*Untuk
melihat semua artikel Sejarah Kalimantan Timur di blog ini Klik Disini
Presiden
Republik Indonesia, Joko Widodo secara resmi pada tanggal 26 Agustus 2019 menetapkan
Provinsi Kalimantan Timur yang akan menjadi Ibu Kota Indonesia baru yang
lokasinya berada di sebagian Kabupaten Penajam Paser Utara dan sebagian di
Kabupaten Kutai Kartanegara. Gagasan pemindahan itu sudah lama ada bahkan sejak
era Presiden Soekarno yakni di Palangkaraja (Provinsi termuda waktu itu,
Kalimantan Tengah). Baru akhir-akhir ini gagasan pemindahan itu dilakukan lebih
serius.
Pemindahan ibu kota negara bukanlah hal yang
baru. Amerika Serikat jauh di masa lampau memindahkan ibu kota dari New York ke
Washington DC. Demikian juga India dari Calcutta ke New Delhi dan Birma
(Myanmar). Lalu yang terbilang relatif muda adalah negara Malaysia dari Kuala
Lumpur ke Patra Jaya. Ibu kota Jakarta tentu saja di masa lampau adalah ibu
kota baru yang sebelumnya di stad (kota) Batavia (berada di jalan Kali Besar
yang sekarang) dipindahkan ke Weltevreden (sekitar Monas yang sekarang).
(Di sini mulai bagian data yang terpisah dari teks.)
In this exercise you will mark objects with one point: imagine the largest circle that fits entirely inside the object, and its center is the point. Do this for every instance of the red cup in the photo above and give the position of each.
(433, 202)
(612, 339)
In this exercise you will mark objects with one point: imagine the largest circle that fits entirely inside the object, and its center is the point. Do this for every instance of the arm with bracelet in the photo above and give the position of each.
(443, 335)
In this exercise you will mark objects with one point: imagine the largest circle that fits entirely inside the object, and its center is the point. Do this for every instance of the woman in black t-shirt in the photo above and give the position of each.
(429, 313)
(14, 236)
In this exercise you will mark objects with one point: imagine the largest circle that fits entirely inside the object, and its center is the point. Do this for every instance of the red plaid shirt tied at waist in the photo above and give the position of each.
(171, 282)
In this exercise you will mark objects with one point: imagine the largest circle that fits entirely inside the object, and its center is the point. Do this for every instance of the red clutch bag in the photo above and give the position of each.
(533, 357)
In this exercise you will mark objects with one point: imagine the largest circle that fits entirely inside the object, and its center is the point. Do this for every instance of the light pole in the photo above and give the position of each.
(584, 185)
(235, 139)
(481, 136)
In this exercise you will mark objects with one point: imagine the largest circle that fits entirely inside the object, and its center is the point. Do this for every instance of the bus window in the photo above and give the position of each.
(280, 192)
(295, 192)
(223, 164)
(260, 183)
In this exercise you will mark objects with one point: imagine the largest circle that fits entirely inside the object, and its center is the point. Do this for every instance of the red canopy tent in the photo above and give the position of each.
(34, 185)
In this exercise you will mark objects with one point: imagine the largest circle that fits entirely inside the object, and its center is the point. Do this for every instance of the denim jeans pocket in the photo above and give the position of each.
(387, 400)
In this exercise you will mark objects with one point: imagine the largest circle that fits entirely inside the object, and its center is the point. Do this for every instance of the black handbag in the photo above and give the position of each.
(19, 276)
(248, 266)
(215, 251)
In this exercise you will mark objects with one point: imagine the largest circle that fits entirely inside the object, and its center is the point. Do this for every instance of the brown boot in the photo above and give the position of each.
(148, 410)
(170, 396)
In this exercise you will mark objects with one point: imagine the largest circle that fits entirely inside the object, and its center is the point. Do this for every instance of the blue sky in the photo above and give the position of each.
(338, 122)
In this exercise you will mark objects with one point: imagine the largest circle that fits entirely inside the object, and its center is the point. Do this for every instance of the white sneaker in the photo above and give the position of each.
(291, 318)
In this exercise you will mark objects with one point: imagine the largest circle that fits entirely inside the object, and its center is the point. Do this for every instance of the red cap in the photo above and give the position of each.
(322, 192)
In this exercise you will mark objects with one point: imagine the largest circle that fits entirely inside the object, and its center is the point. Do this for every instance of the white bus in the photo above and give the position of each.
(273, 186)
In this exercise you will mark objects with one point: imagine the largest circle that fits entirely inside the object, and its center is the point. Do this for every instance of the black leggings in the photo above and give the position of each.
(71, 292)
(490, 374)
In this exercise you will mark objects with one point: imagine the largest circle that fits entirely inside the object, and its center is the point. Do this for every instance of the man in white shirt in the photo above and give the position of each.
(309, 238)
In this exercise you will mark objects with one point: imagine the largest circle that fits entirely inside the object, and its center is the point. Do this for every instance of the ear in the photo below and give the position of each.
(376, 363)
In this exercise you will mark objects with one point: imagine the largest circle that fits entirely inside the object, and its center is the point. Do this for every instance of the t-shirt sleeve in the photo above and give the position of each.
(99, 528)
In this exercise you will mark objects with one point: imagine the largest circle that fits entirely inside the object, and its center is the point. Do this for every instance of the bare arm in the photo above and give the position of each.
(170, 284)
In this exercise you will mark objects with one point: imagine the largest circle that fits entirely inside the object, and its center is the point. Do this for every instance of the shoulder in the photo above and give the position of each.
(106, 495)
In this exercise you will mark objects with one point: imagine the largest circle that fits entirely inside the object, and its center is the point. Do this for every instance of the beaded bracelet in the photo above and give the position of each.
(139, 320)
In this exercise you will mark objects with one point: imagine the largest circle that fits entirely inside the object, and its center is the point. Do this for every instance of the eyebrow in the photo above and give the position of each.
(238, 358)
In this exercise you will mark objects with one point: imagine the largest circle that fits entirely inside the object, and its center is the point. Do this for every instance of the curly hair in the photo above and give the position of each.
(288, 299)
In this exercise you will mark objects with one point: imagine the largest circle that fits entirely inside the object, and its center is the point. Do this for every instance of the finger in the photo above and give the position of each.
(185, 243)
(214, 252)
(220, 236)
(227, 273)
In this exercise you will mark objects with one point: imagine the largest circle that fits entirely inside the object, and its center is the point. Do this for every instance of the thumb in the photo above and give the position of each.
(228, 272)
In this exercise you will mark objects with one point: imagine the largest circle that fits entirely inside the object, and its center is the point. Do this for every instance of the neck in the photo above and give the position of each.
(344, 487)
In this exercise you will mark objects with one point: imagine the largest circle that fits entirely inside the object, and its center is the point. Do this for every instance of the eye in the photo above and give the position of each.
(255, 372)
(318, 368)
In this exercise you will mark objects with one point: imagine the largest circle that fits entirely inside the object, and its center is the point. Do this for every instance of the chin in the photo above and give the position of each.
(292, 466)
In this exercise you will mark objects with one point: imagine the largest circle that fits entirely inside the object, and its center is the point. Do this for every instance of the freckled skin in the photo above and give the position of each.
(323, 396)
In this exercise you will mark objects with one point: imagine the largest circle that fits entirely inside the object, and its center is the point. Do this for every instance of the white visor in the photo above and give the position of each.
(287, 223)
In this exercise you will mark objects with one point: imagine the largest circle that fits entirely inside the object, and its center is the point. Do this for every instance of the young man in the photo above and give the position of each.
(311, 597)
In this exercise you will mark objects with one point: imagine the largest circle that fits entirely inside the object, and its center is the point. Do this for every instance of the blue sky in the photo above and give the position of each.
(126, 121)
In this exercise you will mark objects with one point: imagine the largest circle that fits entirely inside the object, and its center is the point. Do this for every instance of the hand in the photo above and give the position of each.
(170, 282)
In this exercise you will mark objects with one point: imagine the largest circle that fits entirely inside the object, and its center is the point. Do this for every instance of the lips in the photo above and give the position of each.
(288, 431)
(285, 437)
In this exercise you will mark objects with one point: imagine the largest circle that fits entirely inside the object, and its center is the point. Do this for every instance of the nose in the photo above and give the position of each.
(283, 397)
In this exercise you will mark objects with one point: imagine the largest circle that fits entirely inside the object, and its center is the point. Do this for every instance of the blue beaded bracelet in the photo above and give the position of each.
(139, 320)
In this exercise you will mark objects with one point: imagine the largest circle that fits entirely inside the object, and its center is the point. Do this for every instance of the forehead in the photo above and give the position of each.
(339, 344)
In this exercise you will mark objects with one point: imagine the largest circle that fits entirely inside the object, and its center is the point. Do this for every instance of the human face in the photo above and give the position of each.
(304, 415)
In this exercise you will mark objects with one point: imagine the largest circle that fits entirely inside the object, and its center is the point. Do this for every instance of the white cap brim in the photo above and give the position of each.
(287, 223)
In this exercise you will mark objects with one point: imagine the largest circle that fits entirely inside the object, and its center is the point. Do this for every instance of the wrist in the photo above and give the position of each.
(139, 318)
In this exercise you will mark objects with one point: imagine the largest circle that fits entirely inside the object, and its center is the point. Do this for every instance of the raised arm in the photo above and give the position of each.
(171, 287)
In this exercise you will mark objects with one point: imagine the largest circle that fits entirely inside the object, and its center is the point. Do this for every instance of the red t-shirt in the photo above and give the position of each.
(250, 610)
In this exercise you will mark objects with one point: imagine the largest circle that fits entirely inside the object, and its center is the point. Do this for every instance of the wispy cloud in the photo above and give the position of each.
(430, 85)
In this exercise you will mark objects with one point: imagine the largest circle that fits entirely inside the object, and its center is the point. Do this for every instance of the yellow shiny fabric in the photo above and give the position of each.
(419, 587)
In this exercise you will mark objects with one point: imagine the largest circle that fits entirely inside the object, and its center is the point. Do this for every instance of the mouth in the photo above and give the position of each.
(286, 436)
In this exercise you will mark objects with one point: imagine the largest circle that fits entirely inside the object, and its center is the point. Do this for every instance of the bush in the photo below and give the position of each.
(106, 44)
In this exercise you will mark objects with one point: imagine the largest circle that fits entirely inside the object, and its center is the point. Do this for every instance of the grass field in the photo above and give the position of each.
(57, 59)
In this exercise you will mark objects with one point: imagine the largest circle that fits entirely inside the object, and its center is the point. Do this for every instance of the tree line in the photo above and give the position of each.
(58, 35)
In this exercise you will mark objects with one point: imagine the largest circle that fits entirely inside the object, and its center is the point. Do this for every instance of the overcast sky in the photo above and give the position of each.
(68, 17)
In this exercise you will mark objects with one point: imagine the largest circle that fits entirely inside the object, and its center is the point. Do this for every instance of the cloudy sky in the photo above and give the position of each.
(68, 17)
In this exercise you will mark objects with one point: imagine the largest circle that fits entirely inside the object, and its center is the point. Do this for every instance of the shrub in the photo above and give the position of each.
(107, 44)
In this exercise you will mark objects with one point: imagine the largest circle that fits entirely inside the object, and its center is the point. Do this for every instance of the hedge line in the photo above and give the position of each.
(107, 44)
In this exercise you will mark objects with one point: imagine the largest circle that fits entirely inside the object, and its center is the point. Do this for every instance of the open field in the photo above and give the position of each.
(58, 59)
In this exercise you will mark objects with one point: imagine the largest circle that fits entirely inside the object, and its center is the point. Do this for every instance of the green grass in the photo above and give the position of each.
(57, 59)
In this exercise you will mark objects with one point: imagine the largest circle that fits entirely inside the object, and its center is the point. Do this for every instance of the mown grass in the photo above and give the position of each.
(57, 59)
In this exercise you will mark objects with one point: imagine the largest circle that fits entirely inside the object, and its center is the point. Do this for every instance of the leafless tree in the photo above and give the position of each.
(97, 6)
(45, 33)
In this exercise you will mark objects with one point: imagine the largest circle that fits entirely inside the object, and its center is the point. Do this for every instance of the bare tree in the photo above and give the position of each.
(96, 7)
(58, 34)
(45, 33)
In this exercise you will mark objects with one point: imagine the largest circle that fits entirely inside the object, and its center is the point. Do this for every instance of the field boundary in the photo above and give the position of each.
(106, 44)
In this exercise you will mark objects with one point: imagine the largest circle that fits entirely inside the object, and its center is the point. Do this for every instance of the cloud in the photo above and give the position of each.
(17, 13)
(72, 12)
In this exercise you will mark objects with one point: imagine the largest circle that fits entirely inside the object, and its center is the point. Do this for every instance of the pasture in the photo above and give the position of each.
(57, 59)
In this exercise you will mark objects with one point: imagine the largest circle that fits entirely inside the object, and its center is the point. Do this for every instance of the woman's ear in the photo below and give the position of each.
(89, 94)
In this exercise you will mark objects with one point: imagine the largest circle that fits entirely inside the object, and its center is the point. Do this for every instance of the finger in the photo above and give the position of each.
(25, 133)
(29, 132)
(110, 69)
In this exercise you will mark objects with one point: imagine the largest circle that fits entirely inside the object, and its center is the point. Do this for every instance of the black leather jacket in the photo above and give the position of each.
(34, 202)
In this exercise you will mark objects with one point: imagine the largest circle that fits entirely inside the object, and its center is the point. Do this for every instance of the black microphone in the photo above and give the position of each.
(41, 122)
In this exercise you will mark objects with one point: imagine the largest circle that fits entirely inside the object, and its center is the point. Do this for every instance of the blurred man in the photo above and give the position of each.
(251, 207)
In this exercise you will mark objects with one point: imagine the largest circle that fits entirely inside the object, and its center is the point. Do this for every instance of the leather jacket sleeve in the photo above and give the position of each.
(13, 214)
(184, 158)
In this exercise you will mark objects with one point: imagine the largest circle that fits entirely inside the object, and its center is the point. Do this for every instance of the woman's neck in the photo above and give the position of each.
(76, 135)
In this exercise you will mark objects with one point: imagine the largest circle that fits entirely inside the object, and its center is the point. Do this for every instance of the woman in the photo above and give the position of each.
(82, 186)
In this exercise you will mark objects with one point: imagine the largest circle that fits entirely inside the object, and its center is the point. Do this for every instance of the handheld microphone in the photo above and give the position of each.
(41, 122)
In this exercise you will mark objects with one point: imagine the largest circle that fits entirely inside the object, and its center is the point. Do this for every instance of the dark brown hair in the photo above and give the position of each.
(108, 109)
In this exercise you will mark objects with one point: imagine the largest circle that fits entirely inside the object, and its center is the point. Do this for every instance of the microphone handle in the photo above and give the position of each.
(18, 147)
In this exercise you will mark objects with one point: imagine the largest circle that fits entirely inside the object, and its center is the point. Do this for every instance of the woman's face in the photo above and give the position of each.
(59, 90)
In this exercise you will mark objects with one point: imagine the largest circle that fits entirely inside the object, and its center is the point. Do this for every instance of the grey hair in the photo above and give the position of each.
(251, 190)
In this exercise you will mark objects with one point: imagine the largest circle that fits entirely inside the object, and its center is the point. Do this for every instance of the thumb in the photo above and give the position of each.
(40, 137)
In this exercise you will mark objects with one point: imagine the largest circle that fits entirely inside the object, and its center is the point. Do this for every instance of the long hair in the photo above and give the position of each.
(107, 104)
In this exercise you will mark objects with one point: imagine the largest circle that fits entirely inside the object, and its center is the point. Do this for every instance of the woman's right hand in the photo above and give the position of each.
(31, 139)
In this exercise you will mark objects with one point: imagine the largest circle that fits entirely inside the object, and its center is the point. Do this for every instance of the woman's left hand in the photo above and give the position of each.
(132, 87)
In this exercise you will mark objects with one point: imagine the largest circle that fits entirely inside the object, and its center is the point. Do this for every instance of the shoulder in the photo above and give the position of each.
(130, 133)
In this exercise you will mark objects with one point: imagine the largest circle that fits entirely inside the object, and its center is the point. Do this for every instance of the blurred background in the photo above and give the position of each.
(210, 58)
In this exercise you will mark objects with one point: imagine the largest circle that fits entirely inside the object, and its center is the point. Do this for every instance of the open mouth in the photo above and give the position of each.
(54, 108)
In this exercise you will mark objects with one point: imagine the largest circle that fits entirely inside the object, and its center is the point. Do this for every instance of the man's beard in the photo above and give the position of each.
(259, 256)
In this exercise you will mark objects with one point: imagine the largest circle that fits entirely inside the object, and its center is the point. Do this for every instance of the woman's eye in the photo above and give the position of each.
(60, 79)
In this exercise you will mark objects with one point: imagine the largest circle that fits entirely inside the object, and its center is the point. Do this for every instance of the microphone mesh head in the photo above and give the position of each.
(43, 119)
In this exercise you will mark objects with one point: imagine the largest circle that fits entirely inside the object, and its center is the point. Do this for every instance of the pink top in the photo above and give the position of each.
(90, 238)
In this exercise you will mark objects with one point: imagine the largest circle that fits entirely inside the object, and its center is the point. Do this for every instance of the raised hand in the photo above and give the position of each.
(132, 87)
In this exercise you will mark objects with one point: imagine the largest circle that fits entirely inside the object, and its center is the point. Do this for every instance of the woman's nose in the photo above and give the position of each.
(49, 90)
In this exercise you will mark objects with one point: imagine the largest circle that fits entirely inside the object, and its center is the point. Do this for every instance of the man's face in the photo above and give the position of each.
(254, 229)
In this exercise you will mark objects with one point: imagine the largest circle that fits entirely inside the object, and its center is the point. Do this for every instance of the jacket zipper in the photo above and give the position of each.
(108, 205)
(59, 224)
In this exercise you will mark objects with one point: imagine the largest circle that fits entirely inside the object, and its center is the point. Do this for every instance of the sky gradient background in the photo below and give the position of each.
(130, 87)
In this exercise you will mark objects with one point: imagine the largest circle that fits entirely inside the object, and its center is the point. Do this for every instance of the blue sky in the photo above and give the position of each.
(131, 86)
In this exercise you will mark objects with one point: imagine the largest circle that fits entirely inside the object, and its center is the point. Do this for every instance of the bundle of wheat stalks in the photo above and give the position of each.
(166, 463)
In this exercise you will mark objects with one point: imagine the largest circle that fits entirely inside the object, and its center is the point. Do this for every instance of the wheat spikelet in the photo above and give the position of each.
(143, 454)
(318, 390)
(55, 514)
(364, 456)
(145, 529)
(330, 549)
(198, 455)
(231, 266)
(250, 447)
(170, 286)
Tentu
saja jangan lupa ibu kota Republik Indonesia pernah dipindahkan dari Djakarta
(Batavia) ke Djogjakarta (1946-1949) dan pada saat Perang Kemerdekaan setelah
Djogjakarta diduduki Belanda (NICA) tahun 1948 muncil ibu kota baru di
Bukittinggi (Fort de Kock) dengan dibentuknya Pemerintah Darurat Republik
Indonesia (PDRI).
Artikel
ini tidak menguraikan rencana tata ruang ibu kota Republik Indonesia di Kalimantan Timur,
tetapi menelusuri
sejarah area (wilayah) dimana ibu kota baru (Jakarta Baru) akan dibangun. Lantas
bagaimana sejarahnya? Yang jelas pembangunan
di lokasi ibu kota baru ini tidak hanya memiliki dampak langsung pada Kabupaten
Penajam Paser Utara, Kabupaten Kutai Kartanegara, Kota Samarinda dan Kota
Balikpapan tetapi juga memiliki implikasi terhadap negara Brunei, Sabah dan
Serawak (Malaysia) serta Sulu (Filipina). Lalu apakah ada sejarahnya? Seperti kata ahli sejarah tempo doeloe,
semuanya ada permulaan. Untuk menambah pengetahuan dan meningkatkan
wawasan sejarah nasional, mari kita telusuri sumber-sumber tempo doeloe.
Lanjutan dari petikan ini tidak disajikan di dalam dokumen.